Maldonado, vice president of the Amazon Workers Union, has asked shareholders to ask Amazon to report on how it will protect the right of employees to organize. The Teamsters union has submitted a proposal asking Amazon to disclose its lobbying expenditures, following accusations that Amazon hired lobbyists that worked with anti-union trade groups.
Amazon is also in a dispute over its use of plastic.
A December report from Oceana Conservation Group estimated that the company produced nearly 6 million pounds of plastic in 2020, a 29% increase from the previous year.
Amazon says this is a “seriously flawed” account that overestimates its use of plastic by 300%.
Shareholders on Wednesday voted against a resolution requiring the company to prepare its own report to determine how much plastic it is using, the advantages of reducing its reliance on plastic and the potential risks of continuing business as usual.
“Our company has been long overdue in taking action on this important issue,” the proposal reads.
Amazon’s board of directors urged shareholders to vote against the proposal, saying the company is “committed to protecting the planet” and is already taking steps to reduce plastic use.
She launched a “Frustration Free Packaging” program that provided financial incentives to encourage manufacturers to use 100% recyclable packaging. It has set a goal of packaging all Alexa devices and other tech products in 100% recyclable packaging by 2023. It’s creating “just-sized boxes” that eliminate the need for additional plastic cushioning inside the packaging.

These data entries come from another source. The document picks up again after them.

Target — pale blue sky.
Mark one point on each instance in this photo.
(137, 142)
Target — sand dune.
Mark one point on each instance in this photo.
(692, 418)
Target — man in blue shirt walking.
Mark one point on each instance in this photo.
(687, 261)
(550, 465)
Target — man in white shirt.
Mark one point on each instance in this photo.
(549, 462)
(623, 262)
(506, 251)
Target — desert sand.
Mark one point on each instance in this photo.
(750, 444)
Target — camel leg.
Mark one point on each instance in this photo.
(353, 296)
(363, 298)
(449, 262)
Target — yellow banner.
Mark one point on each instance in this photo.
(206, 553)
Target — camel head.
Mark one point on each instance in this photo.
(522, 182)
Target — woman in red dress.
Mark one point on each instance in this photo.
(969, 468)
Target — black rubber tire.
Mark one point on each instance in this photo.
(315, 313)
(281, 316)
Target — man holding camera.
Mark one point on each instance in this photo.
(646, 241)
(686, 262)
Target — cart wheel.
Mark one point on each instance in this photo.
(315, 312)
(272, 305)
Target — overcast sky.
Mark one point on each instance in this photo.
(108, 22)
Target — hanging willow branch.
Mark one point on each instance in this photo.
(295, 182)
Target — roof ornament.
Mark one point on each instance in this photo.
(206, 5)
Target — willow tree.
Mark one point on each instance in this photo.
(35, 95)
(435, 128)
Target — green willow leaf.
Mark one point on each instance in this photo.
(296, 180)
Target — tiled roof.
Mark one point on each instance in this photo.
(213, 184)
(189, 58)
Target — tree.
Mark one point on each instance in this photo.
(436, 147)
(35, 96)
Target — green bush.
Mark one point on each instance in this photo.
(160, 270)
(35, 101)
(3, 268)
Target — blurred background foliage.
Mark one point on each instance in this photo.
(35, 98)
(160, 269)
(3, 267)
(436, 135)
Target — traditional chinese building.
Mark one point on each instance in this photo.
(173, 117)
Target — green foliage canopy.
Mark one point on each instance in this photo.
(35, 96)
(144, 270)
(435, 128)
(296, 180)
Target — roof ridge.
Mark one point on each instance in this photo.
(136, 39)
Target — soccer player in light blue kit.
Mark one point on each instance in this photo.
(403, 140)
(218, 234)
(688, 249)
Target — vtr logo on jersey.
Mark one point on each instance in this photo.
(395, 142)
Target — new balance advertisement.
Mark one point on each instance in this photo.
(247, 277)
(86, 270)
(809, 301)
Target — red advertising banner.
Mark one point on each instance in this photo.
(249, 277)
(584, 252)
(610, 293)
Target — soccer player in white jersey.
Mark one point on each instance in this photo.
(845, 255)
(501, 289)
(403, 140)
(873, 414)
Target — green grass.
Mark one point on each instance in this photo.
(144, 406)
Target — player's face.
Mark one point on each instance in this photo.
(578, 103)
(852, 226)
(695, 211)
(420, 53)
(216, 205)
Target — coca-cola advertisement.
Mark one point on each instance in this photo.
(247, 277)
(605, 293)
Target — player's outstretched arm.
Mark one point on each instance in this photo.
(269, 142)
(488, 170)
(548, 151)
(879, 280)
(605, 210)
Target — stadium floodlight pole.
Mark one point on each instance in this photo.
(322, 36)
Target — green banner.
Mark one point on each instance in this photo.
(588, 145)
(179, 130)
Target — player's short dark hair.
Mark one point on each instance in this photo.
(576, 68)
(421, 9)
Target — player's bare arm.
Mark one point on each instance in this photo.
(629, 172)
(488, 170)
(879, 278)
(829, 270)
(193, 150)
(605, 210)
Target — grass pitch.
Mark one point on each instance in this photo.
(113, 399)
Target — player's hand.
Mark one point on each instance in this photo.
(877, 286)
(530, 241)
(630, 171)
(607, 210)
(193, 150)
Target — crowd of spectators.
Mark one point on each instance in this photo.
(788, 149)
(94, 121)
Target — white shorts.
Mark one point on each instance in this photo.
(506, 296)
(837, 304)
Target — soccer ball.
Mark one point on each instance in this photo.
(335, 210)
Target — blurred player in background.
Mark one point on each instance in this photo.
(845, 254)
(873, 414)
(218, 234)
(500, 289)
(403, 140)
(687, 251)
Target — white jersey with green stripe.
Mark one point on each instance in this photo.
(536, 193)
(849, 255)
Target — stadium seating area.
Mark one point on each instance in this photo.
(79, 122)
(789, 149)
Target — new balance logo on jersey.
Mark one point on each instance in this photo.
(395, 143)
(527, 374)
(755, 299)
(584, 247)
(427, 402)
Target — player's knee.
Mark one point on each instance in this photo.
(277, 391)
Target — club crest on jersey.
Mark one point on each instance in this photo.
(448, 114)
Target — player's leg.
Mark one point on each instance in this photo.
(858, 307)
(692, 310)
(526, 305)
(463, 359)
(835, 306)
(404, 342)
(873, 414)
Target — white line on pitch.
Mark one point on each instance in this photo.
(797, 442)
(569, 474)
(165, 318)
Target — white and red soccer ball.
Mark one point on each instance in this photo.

Since 2015, Amazon says its cutting back on plastic has saved more than 1 million tons of packaging materials — the equivalent of 2 billion shipping boxes.
Oceana estimated that up to 23.5 million pounds of plastic packaging waste in the Amazon entered and polluted its waterways in 2020.
The group launched a campaign in the week before the shareholder meeting, meeting outside Amazon’s headquarters in South Lake Union and putting up billboards around Seattle urging shareholders and residents to sign up in support of the proposed report.
A similar proposal garnered 35% of shareholder support last year, Oceana says.
At this year’s meeting, shareholders also voted against a proposal to report the company’s retirement holdings, following concerns that the money could go toward oil, coal and other industries that don’t align with Amazon’s stated climate action goals.
Technology and payment rates
On Wednesday, shareholders also voted against two proposals that focus on how customers can use Amazon’s monitoring and facial recognition technology.
Both proposals requested a detailed report on whether customers could use the technology to violate civil rights or contribute to human rights abuses.
Amazon said in its agent statement that it is “committed to the responsible use of artificial intelligence and machine learning.” She went on to say that her technology could also be “used to solve complex problems that benefit society,” particularly in terms of keeping neighbors safe and preventing human trafficking.
Meanwhile, investor Arjuna Capital has submitted a proposal asking Amazon to provide a more detailed report on pay rates by gender, race and job title.
Arjuna Capital said it is the fifth year this proposal has been made.